Attaching the @system attribute to variables is already permitted, but doing so adds no compiler checks. The additional checks for @system variables in this proposal can cause existing @safe code to break (note that @system code is completely unaffected by everything in this DIP). However, since @system on variables does not currently do anything, the author suspects that users generally do not add this attribute to any variables at all, let alone variables that are meant to be used in @safe code. The biggest risk here is that variables accidentily fall inside a @system {} block or under a @system: section.

@system:

int x; // suddenly not writable in @safe code anymore
void unsafeFuncA() {};
void unsafeFuncB() {};

void main() @safe
{
    x++; // not allowed anymore
}

Misconstructed pointers can be inferred @system under the new rules.

struct S
{
    int* a = cast(int*) 0x8035FDF0;
}

void main() @safe
{
    S s;
    *s.a = 0; // this gives an error now
}

Whenever this happens, there is a risk of memory corruption, so a compiler error would be in its place.
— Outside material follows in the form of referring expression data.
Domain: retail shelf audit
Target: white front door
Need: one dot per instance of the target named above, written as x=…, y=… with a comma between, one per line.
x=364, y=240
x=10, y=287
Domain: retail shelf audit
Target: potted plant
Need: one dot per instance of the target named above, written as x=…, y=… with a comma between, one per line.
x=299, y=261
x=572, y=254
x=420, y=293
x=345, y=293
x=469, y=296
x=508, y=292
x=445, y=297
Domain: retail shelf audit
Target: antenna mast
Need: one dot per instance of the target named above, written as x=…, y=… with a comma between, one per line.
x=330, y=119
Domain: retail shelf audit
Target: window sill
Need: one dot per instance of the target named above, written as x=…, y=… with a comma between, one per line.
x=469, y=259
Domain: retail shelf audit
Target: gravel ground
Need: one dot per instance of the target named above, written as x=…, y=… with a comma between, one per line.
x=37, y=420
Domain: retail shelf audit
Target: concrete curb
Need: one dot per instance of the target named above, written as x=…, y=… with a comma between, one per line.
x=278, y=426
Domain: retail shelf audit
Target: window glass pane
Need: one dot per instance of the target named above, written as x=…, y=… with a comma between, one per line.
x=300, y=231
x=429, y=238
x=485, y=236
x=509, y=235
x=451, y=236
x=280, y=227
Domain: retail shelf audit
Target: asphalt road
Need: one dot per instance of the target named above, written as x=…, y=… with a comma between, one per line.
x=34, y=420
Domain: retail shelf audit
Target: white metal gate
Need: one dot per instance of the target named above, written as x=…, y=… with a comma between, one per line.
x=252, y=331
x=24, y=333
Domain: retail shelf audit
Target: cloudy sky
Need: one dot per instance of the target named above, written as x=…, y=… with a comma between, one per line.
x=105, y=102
Still, a two-year deprecation period is proposed where instead of raising an error, a deprecation message is given whenever the new memory safety rules are broken. A preview flag -preview=systemVariables can additionally be added that immediately raises errors for violations while leaving other deprecation messages as warnings. At the end of the preview period, there will also be a flag to revert it, -revert=systemVariables, so that users can choose to keep the old behavior for a little longer.

Reference

Copyright & License

Copyright (c) 2020-2022 by the D Language Foundation

Licensed under Creative Commons Zero 1.0

Reviews

Community Review Round 1

Reviewed Version

Discussion

Feedback

In the Feedback Thread, most of the feedback was related to details such as terminology, whether to use assert(x) in the examples, etc.

The one structural piece of criticism was that making initialization of @system variables safe is unsound, to wit, "Memory safety cannot depend on the correctness of a @safe constructor." The DIP author replied that this boils down to "@trusted assumptions about @safe code", on which there is no consensus, and he has yet to determine a satisfactory design.

Of note, a detailed list of feedback was misplaced in the Discussion Thread. In short, the reviewer asserted that this proposal is essentially a response to bugs in the implementation of @safe, and those bugs should be fixed rather than a new feature added to the language. Subsequent discussion appears to have led to consensus among the particpants that the DIP is necessary.

Community Review Round 2

Reviewed Version

Discussion

Feedback

Only two items of actionable feedback were provided in the Feedback Thread:

  • The Rationale and Description appear to have a conflict: the Rationale states that module-level extern variables should be disallowed in @safe code, but a later example declares such "@safe by default". A DIP author responded that there is no conflict; the Rationale describes existing behavior, the example describes the behavior following implementation of this DIP.
  • A specifc quote from the DIP ("...when the compiler knows the resulting value is safe") leads one to the question of what the compiler considers to be safe; the DIP should elaborate on this. A DIP author replied that the language spec already provides that information.